Russian companies sanctioned by the West will be legally exempt from electing boards of directors, Prime Minister Mikhail Mishustin announced at a government meeting Tuesday.
The move is expected to allow the Kremlin and a closely linked circle of oligarchs to retain a tight grip on joint-stock companies that have been shaken by a mass forced exodus of sanctioned business leaders.
Many Russian oligarchs targeted by individual sanctions over Russia’s invasion of Ukraine have been forced to hastily exit from their positions on boards of directors to protect companies from falling under the sanctions regime.
According to Mishustin, the new measure is intended to “stimulate business activity” and help the work of public joint-stock companies that could “find [election of board members] difficult” amid growing sanctions against Russian business magnates.
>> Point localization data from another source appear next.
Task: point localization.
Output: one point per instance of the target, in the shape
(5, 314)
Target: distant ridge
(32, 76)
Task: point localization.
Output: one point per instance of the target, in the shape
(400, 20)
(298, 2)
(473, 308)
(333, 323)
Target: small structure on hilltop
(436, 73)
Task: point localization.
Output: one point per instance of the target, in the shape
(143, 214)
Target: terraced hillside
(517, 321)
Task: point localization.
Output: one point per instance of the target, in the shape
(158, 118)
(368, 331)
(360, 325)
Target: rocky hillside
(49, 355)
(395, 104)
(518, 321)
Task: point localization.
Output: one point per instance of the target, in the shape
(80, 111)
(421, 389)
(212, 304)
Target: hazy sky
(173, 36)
“In certain cases, we also plan to allow [members] of a board of directors to retain their powers without re-election. For example, when its quantitative composition became less than the [five people] minimum established by law,” Mishustin added.
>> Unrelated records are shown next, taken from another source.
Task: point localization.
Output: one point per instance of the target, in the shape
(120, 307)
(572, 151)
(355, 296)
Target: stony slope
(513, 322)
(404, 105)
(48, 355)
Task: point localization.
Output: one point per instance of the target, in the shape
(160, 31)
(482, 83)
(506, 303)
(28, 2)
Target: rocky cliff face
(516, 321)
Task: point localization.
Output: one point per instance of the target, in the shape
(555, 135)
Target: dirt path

In March, Russia became the most sanctioned country in the world, surpassing Iran, Syria, and North Korea.
Mishustin also proposed to extend measures that allow Russian public companies to re-purchase their own shares on the stock exchange.
“Now we are proposing to extend this measure to two years during which we expect the stock exchange prices to stabilize,” said Mishustin.
“This decision will allow companies to extend the planning horizon. They will be able to use this opportunity more proactively.”